そのうえで日本時間の13日には、イランの港に出入りするすべての国の船舶に海上封鎖を開始しています。

停戦協議をしている中で打ち出したこの意図は何なのでしょうか。

米中の安全保障などが専門のキヤノングローバル戦略研究所の峯村健司氏は「トランプ氏は飽きている!」と解説しました。

■「停戦がうまくいかなかったことに対する“逆ギレ”」

峯村氏はトランプ大統領がホルムズ海峡を“逆封鎖”したことについて「まさにこの停戦がうまくいかなかったことに対する“逆ギレ”」と指摘します。

【峯村健司氏】「イランでいうと今、制裁を受けているので、主な原油の輸出先は中国などのイランの友好国です。逆にそれを抑え込むことによってイランを経済的にもどんどん追い込むというところがあります」

■『トランプ氏は若干イランに関心を失っている』

さらに、峯村氏はトランプ大統領のイランへの姿勢について衝撃的な話を聞いたといいます。

【峯村健司氏】「先週、仲裁協議の前にトランプ政権の外交に関係する人から話を聞いたら『トランプ氏は若干イランに関心を失っている』という衝撃的な話を聞きまして。

トランプさん、ディール(取引)が好きだとよく言われるんですが、飽きるのも結構早いんです」

さらにもう一つの要因があると解説します。

【峯村健司氏】「今議会の承認なしにイランを攻撃してるのですが、この期限が今月末に切れるんですね。

『もう攻撃は続けられなくなる』と考えると、ある程度“勝った”という宣言だけをして、あとはもう引いてしまうということを考えてるんではないかと」

アメリカとイランが合意した2週間の停戦期限を迎える21日以降は、米軍が撤退する可能性があるということです。

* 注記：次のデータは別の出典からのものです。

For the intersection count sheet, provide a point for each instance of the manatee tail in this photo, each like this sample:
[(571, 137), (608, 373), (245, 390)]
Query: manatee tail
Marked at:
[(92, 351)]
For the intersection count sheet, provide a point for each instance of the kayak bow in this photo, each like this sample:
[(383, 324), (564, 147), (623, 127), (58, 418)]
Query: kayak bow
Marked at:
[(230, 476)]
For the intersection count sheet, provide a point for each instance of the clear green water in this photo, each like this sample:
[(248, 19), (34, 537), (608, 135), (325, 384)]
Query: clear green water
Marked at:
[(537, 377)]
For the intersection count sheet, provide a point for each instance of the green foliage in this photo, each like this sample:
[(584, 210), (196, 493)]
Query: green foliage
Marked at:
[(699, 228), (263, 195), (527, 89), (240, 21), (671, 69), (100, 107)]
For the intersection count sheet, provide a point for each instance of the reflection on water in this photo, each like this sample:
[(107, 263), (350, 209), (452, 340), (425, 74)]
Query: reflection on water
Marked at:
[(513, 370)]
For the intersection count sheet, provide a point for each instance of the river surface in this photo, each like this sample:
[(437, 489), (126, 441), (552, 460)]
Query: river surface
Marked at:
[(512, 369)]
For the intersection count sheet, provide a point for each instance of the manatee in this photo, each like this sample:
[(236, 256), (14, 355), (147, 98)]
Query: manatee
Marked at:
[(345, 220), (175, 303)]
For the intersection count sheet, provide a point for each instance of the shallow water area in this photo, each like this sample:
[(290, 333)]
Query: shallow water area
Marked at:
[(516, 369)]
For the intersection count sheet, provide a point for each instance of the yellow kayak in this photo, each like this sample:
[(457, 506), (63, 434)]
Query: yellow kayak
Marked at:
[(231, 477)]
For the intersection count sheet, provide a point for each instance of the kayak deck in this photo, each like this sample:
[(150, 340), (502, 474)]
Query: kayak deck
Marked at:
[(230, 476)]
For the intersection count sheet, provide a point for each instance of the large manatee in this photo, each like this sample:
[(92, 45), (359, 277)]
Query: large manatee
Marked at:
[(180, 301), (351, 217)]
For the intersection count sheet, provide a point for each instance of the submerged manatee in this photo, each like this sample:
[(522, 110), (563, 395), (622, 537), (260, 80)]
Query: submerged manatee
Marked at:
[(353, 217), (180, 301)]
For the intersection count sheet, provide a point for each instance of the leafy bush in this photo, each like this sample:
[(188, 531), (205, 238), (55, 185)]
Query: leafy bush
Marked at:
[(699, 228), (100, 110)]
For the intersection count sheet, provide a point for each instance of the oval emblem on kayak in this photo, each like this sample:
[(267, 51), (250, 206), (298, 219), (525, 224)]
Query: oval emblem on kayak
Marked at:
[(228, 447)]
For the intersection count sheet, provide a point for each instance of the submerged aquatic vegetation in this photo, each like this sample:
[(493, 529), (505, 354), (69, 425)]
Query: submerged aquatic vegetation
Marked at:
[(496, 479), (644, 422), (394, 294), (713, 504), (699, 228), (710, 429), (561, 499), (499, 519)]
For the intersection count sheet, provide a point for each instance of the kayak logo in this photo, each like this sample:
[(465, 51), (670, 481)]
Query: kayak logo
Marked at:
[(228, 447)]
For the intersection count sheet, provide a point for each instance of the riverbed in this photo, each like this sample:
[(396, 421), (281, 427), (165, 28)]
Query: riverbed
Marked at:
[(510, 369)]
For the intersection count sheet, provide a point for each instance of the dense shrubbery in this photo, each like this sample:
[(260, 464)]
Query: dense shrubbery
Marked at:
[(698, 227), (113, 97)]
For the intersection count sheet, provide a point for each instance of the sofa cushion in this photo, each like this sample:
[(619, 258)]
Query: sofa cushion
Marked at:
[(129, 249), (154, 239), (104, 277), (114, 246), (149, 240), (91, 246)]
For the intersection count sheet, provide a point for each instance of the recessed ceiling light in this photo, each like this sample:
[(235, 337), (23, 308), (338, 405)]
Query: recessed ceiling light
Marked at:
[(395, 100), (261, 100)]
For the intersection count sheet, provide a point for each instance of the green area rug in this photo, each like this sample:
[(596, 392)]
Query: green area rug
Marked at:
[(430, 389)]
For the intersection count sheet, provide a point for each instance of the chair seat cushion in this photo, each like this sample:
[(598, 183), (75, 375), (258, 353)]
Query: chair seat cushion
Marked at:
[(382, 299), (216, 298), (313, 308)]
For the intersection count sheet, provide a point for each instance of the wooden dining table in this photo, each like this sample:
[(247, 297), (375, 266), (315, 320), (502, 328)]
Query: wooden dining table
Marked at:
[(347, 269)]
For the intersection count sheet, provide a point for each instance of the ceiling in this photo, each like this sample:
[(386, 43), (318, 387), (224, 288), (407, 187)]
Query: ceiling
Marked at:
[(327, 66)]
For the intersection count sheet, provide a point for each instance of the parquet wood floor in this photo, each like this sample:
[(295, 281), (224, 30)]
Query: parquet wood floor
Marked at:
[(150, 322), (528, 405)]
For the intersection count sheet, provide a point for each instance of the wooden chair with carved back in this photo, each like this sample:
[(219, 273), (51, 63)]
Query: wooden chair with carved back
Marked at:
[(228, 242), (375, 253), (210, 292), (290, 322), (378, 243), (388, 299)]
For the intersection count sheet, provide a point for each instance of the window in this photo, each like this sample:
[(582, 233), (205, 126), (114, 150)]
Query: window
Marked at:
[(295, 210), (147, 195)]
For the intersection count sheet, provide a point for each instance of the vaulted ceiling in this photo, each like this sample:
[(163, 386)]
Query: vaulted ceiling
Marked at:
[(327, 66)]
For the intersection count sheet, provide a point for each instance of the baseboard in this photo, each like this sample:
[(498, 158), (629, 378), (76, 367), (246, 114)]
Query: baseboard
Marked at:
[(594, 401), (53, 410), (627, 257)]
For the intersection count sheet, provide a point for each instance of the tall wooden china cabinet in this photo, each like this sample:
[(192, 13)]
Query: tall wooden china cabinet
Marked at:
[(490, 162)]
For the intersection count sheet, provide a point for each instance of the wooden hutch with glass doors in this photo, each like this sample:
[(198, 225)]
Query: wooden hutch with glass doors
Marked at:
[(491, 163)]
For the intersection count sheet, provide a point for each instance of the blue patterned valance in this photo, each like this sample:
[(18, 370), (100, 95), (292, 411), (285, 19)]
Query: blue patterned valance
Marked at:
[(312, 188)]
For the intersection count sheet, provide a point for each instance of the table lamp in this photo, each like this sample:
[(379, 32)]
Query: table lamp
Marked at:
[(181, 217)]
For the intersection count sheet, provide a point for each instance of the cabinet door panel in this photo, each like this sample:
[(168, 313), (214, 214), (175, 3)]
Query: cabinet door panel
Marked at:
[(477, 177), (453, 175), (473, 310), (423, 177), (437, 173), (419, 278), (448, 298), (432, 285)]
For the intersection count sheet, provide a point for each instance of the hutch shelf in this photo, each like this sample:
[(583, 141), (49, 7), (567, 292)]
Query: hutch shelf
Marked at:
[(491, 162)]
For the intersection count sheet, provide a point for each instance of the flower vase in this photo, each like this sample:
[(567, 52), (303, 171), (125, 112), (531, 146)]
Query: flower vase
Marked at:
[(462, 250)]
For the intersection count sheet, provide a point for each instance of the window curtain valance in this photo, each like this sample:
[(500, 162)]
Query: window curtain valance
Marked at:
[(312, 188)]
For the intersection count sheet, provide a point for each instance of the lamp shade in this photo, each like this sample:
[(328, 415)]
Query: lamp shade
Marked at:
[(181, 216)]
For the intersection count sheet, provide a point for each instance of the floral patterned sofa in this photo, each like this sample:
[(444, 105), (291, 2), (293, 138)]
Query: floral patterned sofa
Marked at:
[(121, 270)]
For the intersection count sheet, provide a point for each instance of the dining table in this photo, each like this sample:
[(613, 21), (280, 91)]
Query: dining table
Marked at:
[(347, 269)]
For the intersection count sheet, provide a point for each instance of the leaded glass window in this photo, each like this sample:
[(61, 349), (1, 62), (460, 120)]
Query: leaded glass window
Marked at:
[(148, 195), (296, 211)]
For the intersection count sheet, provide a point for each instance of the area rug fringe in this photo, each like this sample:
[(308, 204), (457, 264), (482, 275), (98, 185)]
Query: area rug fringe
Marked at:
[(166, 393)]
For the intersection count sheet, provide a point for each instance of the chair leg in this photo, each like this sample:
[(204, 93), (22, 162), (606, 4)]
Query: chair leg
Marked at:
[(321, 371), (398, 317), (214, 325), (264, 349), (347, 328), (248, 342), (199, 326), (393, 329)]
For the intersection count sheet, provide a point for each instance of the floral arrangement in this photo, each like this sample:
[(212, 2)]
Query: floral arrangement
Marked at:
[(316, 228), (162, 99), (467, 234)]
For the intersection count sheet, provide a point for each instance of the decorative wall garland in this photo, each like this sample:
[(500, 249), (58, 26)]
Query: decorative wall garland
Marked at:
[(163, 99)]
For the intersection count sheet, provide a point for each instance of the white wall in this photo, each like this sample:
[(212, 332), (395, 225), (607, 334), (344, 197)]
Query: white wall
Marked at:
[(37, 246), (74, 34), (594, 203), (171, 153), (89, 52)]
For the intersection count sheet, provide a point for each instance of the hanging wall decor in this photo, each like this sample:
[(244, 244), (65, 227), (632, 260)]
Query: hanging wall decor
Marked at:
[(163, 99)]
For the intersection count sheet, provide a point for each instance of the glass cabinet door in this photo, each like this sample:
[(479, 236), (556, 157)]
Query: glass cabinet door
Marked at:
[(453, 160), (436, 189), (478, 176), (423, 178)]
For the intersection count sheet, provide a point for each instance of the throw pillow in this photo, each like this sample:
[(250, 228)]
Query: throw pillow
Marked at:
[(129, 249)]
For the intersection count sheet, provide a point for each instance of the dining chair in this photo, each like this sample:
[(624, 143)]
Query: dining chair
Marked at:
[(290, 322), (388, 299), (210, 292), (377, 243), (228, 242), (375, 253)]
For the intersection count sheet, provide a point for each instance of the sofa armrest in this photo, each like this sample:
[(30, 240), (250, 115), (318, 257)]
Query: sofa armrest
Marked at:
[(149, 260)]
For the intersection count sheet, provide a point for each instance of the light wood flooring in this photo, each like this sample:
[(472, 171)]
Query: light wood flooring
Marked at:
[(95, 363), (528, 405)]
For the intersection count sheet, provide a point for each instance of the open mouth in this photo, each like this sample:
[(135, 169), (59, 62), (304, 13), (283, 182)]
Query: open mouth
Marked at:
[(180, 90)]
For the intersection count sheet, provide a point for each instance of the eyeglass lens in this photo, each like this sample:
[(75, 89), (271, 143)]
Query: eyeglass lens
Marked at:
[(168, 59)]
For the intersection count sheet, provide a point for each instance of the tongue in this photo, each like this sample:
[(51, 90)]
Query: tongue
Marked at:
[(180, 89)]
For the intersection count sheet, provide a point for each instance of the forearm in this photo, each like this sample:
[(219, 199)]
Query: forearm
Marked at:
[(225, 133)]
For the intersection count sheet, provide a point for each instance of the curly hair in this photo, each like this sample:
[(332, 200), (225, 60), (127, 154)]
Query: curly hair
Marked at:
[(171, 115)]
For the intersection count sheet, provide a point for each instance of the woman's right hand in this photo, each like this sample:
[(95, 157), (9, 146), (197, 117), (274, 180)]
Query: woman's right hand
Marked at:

■『2週間ぐらいでアメリカ側の攻撃は終わるだろう』トランプ大統領の発言の真意は

【峯村健司氏】「(トランプ大統領が)『2週間ぐらいでアメリカ側の攻撃は終わるだろう』という言い方を(外交関係者が)していたのを考えると、そのまま『後はホルムズ海峡は利用する国が勝手にやってくれ』ということを言いかねない。

実は日本にとってみると非常に深刻な事態になりかねない。原油もなかなか入ってこない状況が続くと、世界の経済にも影響を大混乱をもたらすということです」

ホルムズ海峡をめぐって二転三転するアメリカとイラン。

私たちの生活にも影響が出ている中、イラン攻撃の終結の見通しは立っていません。